Why this is possible in a custodial wallet because a third party has control of the user’s wallet private key and also secures the user’s funds. Since the third party or custodian has these rights, they can generate the needed signature to create scheduled transactions by the user. 

The situation is however different with a self-custodial. In this kind of wallet, the user has full control of her wallet and private key. This implies that the user must always use her private key to generate a signature whenever a transaction or payment is to be made.

Visa is however considering a technique that would allow automated payments on self-custodial wallets. According to the report, the firm began to explore this possibility during its internal crypto Hackathon challenge earlier this year. 

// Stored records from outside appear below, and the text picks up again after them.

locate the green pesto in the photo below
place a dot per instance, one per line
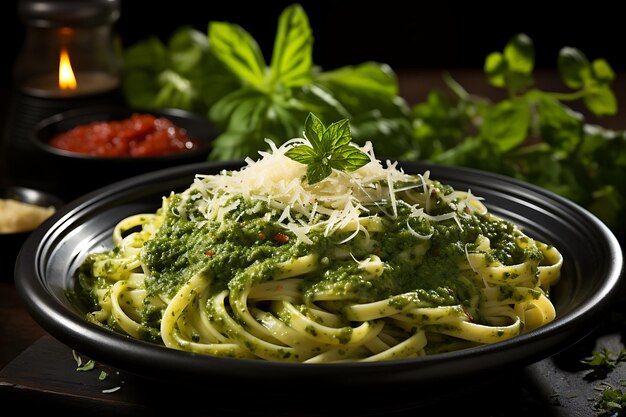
(246, 247)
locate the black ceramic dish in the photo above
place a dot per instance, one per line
(590, 276)
(76, 174)
(11, 243)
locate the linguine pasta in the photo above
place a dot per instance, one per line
(370, 265)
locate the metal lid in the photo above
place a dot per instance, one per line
(76, 13)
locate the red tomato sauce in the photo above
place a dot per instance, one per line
(137, 136)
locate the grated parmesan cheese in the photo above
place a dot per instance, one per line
(341, 201)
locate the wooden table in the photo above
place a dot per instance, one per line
(36, 370)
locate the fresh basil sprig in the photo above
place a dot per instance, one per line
(330, 149)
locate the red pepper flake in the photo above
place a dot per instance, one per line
(281, 238)
(468, 314)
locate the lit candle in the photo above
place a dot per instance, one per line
(69, 84)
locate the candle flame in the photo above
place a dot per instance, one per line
(67, 81)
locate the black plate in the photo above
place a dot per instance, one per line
(592, 266)
(12, 242)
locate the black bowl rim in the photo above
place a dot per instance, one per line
(118, 112)
(140, 357)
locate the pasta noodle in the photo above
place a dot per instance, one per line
(370, 265)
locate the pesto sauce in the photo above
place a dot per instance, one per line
(243, 249)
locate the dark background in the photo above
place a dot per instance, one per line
(403, 34)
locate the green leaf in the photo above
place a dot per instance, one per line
(292, 58)
(369, 78)
(330, 148)
(88, 366)
(519, 54)
(560, 126)
(495, 69)
(339, 134)
(314, 131)
(302, 153)
(187, 48)
(318, 171)
(506, 124)
(602, 71)
(239, 51)
(350, 159)
(573, 67)
(601, 100)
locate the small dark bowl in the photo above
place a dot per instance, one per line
(11, 243)
(77, 173)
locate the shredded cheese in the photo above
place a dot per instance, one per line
(341, 201)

In the end, it came up with a technique which is called Account Abstraction (AA). This technique would allow programmable validity which can verify and validate blockchain transactions. In simpler terms, this means that automated payments can be set up which would not require the usual signature verification by the user.

Delegable Accounts are the key to self-custody automated transactions

According to the proposal, AA would leverage a new kind of account contract which is known as a delegable account. To grasp this concept, an understanding of how to pull and push payments work helps. In a pull payment, a transaction is initiated by the receiver itself which could be the biller; while in a push payment, the payment is triggered by the payer herself.

Now with Visa’s Proposal of Account Abstraction and a Delegable account, the firm is on the pathway to creating transactions on Ethereum-based self-custodial wallets that would be similar to a pull payment. This feature is however not natively supported on Ethereum, and so Visa explored it using the Ethereum Layer-2 network, StarkNet.

For the modality, a user with a delegable account offers permission to an automatic payment smart contract which is deployed by the biller. With this permission granted, the merchant can then go ahead to initiate a transaction by simply calling the charge function inherent in the deployed smart contract. This becomes similar to what happens in a pull payment done by banks. 

It is however uncertain if Visa is set to make this solution available to its clients. One however certain thing is that this innovation and many others around Blockchain prove the potential of this technology at solving real-life problems.